Carr v. Kaifler

In two consolidated actions to recover damages for personal injuries, etc., the plaintiff appeals, as limited by her brief, from so much of an order of the Supreme Court, Suffolk County (Luciano, J.), dated March 23, 1990, as granted the motion of the defendants J.J. Charlies *585and Inged Restaurant, Inc., for summary judgment dismissing the complaints insofar as they are asserted against them.

Ordered that the order is affirmed insofar as appealed from, with one bill of costs.
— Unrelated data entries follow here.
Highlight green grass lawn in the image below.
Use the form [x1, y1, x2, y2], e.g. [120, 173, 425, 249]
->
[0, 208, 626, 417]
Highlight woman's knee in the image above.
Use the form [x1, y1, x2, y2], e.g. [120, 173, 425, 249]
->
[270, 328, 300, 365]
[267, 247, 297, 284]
While driving home from his bartending job at a restaurant-bar, owned and operated by the defendants J.J. Charlies and Inged Restaurant, Inc., the defendant Bruce E. Kaifler was involved in an accident on Laurel Road in Huntington, which resulted in injuries to the plaintiffs decedent, Albert Carr. (Carr subsequently died of causes unrelated to the accident.) Kaifler pleaded guilty to driving while intoxicated (two counts) and vehicular assault, and at his deposition admitted to drinking two "Black Russians” and two Grand Marniers after the bar closed for business at 4:00 a.m.. He stated that he did not pay for any of the drinks he consumed. Although the complaints in these actions are not explicit, it is apparent that the respondents have been sued pursuant to General Obligations Law § 11-101 (The Dram Shop Act) and Alcoholic Beverage Control Law § 65. On this appeal, the plaintiff contends that the court erred in its interpretation of Alcoholic Beverage Control Law § 65 when it dismissed the complaints insofar as asserted against these defendants on the ground that there was no sale of alcohol. We disagree.

While General Obligations Law § 11-101 must be read in conjunction with Alcoholic Beverage Control Law § 65 (see, Wellcome v Student Coop., 125 AD2d 393), the latter is only the criminal counterpart to the former (see, Greer v Ferrizz, 118 AD2d 536, 539), and does not create an independent statutory cause of action (see, Greer v Ferrizz, supra; Moyer v Lo Jim Cafe, 19 AD2d 523, affd 14 NY2d 792). Consequently, the plaintiffs reliance on Alcoholic Beverage Control Law § 65 is misplaced. In any event, the unrebutted deposition testimony of the parties shows that there was no "sale” of alcoholic beverages by the respondents to Kaifler, and we thus conclude that the court properly granted summary judgment (see, D’Amico v Christie, 71 NY2d 76; Custen v Salty Dog, 170 AD2d 572).

The plaintiffs remaining contentions are meritless. We note that we have examined the respondents’ contention regarding the state of the record and decline their invitation to dismiss the appeal and sanction the plaintiff (see, 22 NYCRR 670.22). Bracken, J. P., Balletta, Lawrence and Copertino, JJ., concur.